Erste Anwendungsfelder
Für die Krankheitserkennung durch Stimmanalyse existieren bereits einige Anwendungsfelder, selbst wenn das wie Science-Fiction klingen mag. Im Bereich kardiovaskulärer Erkrankungen existieren erste Experimente, die nach Anzeichen der Erschöpfung oder explizit nach lautmalerischen Geräuschen verengter Gefäße suchen. Durch die Analyse der Stimme kann es sogar möglich sein, Risikopatienten in einer frühen Phase der jeweiligen Erkrankung zu identifizieren.
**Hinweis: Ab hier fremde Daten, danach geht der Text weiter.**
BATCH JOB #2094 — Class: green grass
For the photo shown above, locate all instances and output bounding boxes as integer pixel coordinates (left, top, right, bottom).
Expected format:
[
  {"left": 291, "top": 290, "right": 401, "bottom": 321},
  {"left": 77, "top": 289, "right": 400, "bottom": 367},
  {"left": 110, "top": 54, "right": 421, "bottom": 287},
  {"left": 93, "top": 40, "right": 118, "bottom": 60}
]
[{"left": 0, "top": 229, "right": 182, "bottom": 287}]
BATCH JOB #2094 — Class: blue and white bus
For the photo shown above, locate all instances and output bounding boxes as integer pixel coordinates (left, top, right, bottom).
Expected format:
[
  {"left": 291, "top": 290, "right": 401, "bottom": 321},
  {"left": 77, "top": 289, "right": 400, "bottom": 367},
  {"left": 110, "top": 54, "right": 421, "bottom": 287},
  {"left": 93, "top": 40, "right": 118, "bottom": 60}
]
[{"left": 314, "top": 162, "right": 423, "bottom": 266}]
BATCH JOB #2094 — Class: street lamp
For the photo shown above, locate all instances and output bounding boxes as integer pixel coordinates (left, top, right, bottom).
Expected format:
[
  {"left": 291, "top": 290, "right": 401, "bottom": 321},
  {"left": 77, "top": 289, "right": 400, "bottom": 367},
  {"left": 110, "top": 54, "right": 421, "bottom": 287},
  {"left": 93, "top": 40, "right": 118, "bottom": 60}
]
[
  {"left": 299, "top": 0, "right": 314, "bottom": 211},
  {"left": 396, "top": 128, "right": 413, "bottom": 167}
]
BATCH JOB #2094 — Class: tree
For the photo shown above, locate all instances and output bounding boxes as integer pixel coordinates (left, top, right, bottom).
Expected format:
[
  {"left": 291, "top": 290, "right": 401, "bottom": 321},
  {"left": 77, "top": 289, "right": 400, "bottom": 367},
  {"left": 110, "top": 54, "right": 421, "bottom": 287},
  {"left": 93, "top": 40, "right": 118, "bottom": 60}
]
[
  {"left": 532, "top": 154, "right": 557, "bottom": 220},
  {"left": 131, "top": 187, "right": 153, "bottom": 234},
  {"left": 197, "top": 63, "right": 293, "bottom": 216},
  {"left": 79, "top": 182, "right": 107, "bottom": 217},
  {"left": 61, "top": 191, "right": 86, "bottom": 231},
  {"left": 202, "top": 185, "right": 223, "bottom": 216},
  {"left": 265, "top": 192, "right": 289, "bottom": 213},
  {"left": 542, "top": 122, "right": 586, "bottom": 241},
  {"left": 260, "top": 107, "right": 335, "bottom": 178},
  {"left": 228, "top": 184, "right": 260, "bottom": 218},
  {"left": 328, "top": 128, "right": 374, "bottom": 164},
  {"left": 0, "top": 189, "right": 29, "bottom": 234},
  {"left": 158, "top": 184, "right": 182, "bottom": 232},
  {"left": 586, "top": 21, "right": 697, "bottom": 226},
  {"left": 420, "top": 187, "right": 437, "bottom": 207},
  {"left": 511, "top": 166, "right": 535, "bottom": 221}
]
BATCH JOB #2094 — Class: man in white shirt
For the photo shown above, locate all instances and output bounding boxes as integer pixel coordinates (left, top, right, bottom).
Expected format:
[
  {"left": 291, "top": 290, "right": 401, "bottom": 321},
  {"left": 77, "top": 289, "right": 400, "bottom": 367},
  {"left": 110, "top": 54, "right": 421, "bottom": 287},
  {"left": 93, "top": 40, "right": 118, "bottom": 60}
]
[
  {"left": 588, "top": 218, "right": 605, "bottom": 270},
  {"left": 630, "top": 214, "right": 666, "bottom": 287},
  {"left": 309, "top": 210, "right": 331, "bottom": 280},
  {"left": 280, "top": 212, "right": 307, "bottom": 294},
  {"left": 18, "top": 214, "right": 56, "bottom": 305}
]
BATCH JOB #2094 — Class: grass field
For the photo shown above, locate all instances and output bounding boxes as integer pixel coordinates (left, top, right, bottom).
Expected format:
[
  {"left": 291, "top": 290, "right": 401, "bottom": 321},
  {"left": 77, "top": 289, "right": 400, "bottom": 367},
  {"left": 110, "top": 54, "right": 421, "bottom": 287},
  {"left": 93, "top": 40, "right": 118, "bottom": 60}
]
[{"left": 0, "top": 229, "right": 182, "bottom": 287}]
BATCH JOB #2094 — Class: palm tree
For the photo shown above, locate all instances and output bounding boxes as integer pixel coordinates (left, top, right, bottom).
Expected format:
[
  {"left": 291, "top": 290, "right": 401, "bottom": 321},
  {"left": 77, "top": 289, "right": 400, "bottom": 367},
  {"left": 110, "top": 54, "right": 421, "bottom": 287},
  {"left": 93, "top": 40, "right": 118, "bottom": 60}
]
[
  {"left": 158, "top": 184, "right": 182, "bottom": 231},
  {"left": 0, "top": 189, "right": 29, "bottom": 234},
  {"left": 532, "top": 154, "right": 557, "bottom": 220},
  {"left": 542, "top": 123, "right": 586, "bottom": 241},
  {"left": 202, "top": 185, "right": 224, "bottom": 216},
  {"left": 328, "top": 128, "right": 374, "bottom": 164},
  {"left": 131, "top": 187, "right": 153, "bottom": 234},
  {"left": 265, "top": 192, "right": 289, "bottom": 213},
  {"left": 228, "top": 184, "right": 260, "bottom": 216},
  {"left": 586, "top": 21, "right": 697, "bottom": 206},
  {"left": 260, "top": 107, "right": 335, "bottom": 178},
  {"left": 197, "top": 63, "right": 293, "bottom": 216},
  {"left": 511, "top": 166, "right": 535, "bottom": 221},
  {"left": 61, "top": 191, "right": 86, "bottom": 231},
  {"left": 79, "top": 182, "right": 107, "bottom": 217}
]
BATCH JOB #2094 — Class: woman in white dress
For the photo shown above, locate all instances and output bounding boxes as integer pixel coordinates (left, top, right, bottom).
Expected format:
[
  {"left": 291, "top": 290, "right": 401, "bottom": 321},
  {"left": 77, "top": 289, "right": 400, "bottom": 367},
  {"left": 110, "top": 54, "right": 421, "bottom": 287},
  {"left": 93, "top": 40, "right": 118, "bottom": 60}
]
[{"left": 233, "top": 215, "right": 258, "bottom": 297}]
Möglich scheint auch die praktische Adaption bei psychischen Erkrankungen oder zum Beispiel bei ADHS. Beim Aufmerksamkeitsdefizitsyndrom würden Betroffene häufig lebendiger und unrhythmischer sprechen, so die bisherigen erste Erkenntnisse. Künstliche Intelligenz könne das wiederum zielsicherer identifizieren als Menschen, die eine solche Sprechweise eher als aufgeregt und anstrengend empfinden würden.
Bei der Depression hingegen sei die Stimme kraftloser und eintöniger. Wobei einige Experten wie der Psychiater Michael Colla einem Bericht der Zeitung "Die Zeit" nach neben der Stimmanalyse speziell bei der Depression empfehlen, den gesamten körperlichen Eindruck mit zu beurteilen. Trotzdem zeigt auch dieses Beispiel der Stimmanalyse, dass das Erkennen einer psychischen Erkrankung durch das Beurteilen der Stimme und deren Tonalität möglich ist.
Kritiker verweisen jedoch darauf, dass die Stimmanalyse nur ein Bauteil einer Diagnostik sein solle. Die Stimmanalyse könne, so Datenschutzexperte Martin Steiger in einem Artikel des "Beobachter", auch zu fatalen Fehldiagnosen führen. Zudem gebe es Manipulation und Anwendungsfelder im Bereich der Krankenversicherung, die beobachtet werden müssen.
Stimmanalyse: Missbrauch vermeiden
Die Stimmanalyse kann bei gewissen Krankheitsbildern valide Rückschlüsse zulassen. Erste Daten zur Methodik und speziell die Auswertung durch Künstliche Intelligenz liefern erstaunliche Ergebnisse. Insbesondere die Früherkennung anhand der Stimme ist bei einigen Krankheiten ein spannender Aspekt, der einen lukrativen Zukunftsmarkt ebnen könnte.
Doch verweisen Datenschützer und Kritiker wie Steiger oder Lanz-Gast Sascha Lobo explizit auf Missbrauchs-Möglichkeiten hin. Krankenversicherungen etablierten teilweise bereits Stimmanalysen in ihre Call-Offices. Bei Neuverträgen sei es dadurch möglich, explizite Krankheitsbilder, für die zumindest auf Basis der Stimme eine Risikoneigung vorliege, vertraglich auszuklammern. Außerdem könnten Erwerbstätige in der Arbeitswelt selbst bei Telefonaten durch den Einsatz von Analysesoftware medizinisch durchleuchtet werden.
Solche Nebenerscheinungen der Stimmanalyse seien für Kritiker zu verhindern. Das dürfte spätestens der Punkt sein, wo die Politik den Stimmanalysen zum Schutz der Patienten und zum Schutz der Privatsphäre Grenzen setzen muss.